Hummin’ Happy begins with some thunderous drumming and basic guitar chords, launching into an easy breezy tune about the everyday ongoings of life back in the 1960s. It is a strange listen lyrically, set to memorable but cliched 1960s sounds. This does not mean this song is bad, zero chance of that. Instead, it is a piece of music from its time, not beyond it. In any case, this does work wonderfully. Some of the drumrolls here towards the end are really insane sounding. Good to hear anyway.
Pass Time With The SAC is a very short piece just over a minute long. It is a sound texture and sonic based listening experience than an actual song here, complete with harmonica, which is unusual for this music. It is a short and interesting listening experience, very Hippie sounding, and unusual as well. Good to hear, however. It is over before you know it.
Incense And Peppermints is the title track and the most popular piece by Strawberry Alarm Clock. It has an unusual mixture of guitars and keyboards at the start of it, before launching into a semi-catchy tune that is about drug use and other strange experiences. A very weird and odd Pop/Rock piece that makes sense, given the timeframe and context of the musical world back then. Really weird, but that is Psychedelic music for you. A good and somewhat memorable listen throughout, this ends with an instrumental section and “sha-la-la” harmonies. Interesting to hear.
Unwind With The Clock is the last song on this album. It begins with some interesting and cliched 1960s organ and matching guitars, along with a Jazzy sounding drum section. The music in this song is quite good, and although it is instrumental, it maintains interest throughout. A really interesting piece of music, this predates lengthy and popular Progressive Rock jams by a few years. Xylophone also seeps in, which is fairly unusual. A very quirky and different sounding piece of music, this has some impressive sounds and playing on it. A good instrumental to finish a decent but dated album, this is quirk central. In the second half is another brilliant drum solo that is thunderous and awesome, just as the band quickly follow. The tune concludes with some singing and is a genuine thank you to the listener. Great music from a completely different era. There are some spacey sounds to conclude with.

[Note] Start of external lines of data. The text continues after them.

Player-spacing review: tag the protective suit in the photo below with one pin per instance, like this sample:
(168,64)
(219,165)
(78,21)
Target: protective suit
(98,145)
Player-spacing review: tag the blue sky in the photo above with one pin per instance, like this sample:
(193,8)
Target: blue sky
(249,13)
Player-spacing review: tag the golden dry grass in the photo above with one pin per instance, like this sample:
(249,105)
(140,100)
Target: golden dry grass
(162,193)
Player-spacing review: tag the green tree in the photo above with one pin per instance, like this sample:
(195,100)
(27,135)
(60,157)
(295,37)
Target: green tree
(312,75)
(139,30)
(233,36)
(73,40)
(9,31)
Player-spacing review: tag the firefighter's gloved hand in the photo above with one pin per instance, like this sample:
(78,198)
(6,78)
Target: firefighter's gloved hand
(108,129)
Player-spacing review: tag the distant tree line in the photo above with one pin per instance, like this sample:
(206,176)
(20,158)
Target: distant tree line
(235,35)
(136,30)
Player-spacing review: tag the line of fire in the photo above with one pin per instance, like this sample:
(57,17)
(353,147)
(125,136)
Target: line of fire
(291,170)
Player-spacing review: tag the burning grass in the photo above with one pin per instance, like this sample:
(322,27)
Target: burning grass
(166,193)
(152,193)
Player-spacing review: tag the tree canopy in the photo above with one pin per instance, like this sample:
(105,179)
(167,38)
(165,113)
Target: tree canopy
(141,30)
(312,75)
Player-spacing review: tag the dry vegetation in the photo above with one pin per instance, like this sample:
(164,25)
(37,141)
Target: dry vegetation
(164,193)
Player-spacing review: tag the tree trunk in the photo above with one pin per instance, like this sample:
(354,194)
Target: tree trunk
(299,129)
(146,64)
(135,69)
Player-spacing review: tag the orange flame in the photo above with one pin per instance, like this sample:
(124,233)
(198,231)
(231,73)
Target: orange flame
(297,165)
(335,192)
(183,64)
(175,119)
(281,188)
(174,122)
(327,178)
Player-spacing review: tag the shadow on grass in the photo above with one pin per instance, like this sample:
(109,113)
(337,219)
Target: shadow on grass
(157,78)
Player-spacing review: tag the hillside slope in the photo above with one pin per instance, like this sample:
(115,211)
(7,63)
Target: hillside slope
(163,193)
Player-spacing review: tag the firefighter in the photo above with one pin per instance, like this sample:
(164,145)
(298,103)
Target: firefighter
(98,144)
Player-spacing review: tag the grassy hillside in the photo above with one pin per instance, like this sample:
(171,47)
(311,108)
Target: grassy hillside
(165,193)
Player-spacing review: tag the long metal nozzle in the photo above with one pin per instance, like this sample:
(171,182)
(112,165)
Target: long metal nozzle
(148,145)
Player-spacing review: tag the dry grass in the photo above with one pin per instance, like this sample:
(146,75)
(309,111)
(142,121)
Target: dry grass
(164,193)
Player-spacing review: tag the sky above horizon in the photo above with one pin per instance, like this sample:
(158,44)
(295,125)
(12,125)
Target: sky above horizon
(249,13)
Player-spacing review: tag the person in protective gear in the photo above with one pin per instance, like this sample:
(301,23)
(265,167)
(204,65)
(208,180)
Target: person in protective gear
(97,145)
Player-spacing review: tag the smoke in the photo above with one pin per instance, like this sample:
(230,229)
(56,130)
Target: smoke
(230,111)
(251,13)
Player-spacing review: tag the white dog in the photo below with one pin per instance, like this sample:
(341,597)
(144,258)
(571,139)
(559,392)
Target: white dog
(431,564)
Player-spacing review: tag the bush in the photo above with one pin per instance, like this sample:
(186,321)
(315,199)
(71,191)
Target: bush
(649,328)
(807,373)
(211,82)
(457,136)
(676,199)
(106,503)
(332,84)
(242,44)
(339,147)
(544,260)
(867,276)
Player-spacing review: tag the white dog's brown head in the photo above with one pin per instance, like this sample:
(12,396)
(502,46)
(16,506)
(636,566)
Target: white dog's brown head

This isn’t the best Psychedelic Pop/Rock album of the 1960s. However, Strawberry Alarm Clock has made a lasting impression with this album release. For all its flaws, it is a good, interesting and somewhat trashy fun listen to blast at your family or neighbourhood to show others groovy you are. If you dig late 1960s Psychedelia, this is ideal for you. Otherwise, if you need something a bit better, Pink Floyd may be a better starting place than here. Still, one can appreciate this solid effort.